Roneen wrote:This is a very interesting and Iine of thought you have elucidated. Especially the distinction between
Kensho and what you refer to as the "'Expansive, I am God', 'Make me one with everything'" experience
I hadn't really ever considered that the two experiences were unique? For example, in some mystical experiences communication is experienced in a sort of timelessness without the usual linear coherency one is accustomed to, say like reading letters and words in context to derive meaning. Somehow the cognitive process
appears to derive information supra-rationally from disparate; logically disconnected sources. In other experiences people purport to be God?! In the specific circumstance I am referring to an individual is able to enter a plane of consciousness were his written statements seem to imply an different meaning than what is plainly written in the text - a form of double-entendre which seems to have a self-emphasizing quality which enhances the secondary or alternate meaning of the statement for those able to pick up on it. Moreover this individual has some very base conversational proclivities which disparage women while inflating their own sense of worth. In short the individual is megalomanical and their words are hypnogogic and sexually excitatory. These types of influential characteristics make the person not only a danger to themselves but to others (which is why I made the Manson and Koresh comparison) and so I was looking for some information wherewith I could reason with individual.
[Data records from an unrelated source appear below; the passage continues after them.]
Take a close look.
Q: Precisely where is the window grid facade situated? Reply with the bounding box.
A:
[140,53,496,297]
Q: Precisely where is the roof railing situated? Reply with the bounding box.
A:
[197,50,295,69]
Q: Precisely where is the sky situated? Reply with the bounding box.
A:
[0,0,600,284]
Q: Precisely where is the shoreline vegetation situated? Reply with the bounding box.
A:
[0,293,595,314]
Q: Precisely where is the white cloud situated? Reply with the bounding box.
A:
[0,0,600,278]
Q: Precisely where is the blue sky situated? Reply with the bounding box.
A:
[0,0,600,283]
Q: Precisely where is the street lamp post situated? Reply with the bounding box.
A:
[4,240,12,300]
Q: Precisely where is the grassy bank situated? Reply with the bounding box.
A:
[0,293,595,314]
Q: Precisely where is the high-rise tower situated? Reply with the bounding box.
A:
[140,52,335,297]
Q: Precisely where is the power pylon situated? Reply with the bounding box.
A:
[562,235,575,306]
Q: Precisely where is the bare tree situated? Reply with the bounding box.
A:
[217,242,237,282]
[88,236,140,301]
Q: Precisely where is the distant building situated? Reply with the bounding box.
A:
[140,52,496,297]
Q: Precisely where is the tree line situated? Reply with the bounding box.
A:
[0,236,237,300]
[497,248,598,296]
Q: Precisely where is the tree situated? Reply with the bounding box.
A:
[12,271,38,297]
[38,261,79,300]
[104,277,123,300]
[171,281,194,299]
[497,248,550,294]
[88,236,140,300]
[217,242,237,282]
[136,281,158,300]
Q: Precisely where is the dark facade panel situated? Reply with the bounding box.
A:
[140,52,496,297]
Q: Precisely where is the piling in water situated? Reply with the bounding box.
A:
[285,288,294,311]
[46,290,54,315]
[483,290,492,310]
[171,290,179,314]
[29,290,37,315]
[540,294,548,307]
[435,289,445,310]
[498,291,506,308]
"Oneness" experiences are not uncommon. They seem like they should be wisdom. But there's still "I, me, mine" in them...even if that "I" seems to be the universe, "me" seems inseparable from "you", and "mine" appears to be everything everywhere.
Best case scenario: arriving at that place, which is not without merit, one can take the further crucial step which drops even this so-called universal self. A teacher is important here.
In other cases we end up with someone who doesn't take that further step, but is still relatively benign: universal oneness and a bigger perspective are not such bad things, actually, so at least some spiritual figures who have had this experience deeply might not do harm. They could benefit some folks. It's just not liberation from our standpoint.
Worst case: one gets stuck in it and uses it to rationalize/feed deluded tendencies. The result is a spoiled child whose playground has suddenly become the entire universe, and whose toys are all people and all things. Add to this some amount of natural charisma, energetic power and so on and voila: instant cult leader.
Lots of kensho experiences folks think they've had are actually not it at all. Lots of folks who've recognized their nature do not undertake or continue the important cultivation afterward to return to it again and again, deepen and refine it, and embody it: a truly difficult and lifelong training.